The Amazon Kindle Fire may only have 8GB of storage space, but when properly partitioned that’s plenty of room for more than one operating system. In fact it’s possible to dual boot CyanogenMod 7 and CyanogenMod 9 on the tablet, letting you choose between Android 2.3 and Android 4.0.
The only problem is that most of the tools people have been using to load CyanogenMod or other custom versions of Android on the tablet typically only let you boot one operating system.
But xda-developers forum member eldarerathis has modified the FireFireFire bootloader so that it can be used for a dual boot setup.
The Kindle Fire only has one button: a power button. Normally FireFireFire allows you to hold that button for a few seconds during boot in order to load TWRP or another custom recovery app instead of booting into Android.

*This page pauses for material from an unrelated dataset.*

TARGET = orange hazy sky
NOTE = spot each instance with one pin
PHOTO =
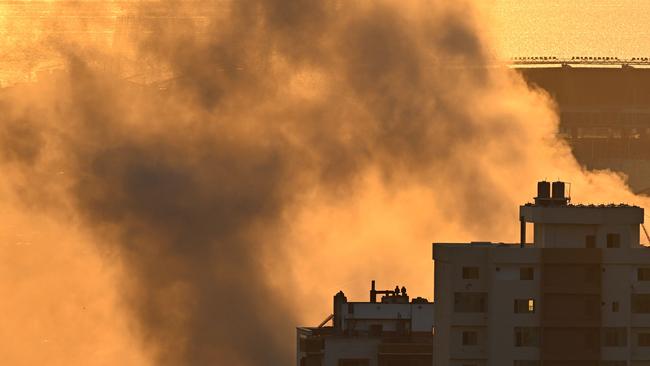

The modified version instead lets you bring up a boot menu and choose between “normal boot,” “recovery,” and “alternate boot.”
What that allows eldarerathis to do is load CyanogenMod 7, CyanogenMod 9, or your custom recovery utilities.
You can find instructions for creating a dual boot Kindle Fire at the xda-developers forum, but note that there is a chance you could mess up your device and you will lose data when you repartition the storage space on your Kindle Fire.
CyanogenMod 2.3 supports hardware video acceleration so that Netflix and YouTube HD video play smoothly. CyanogenMod 9 doesn’t, but it does offer support for Android 4.0 apps and a user interface that’s optimized for tablets.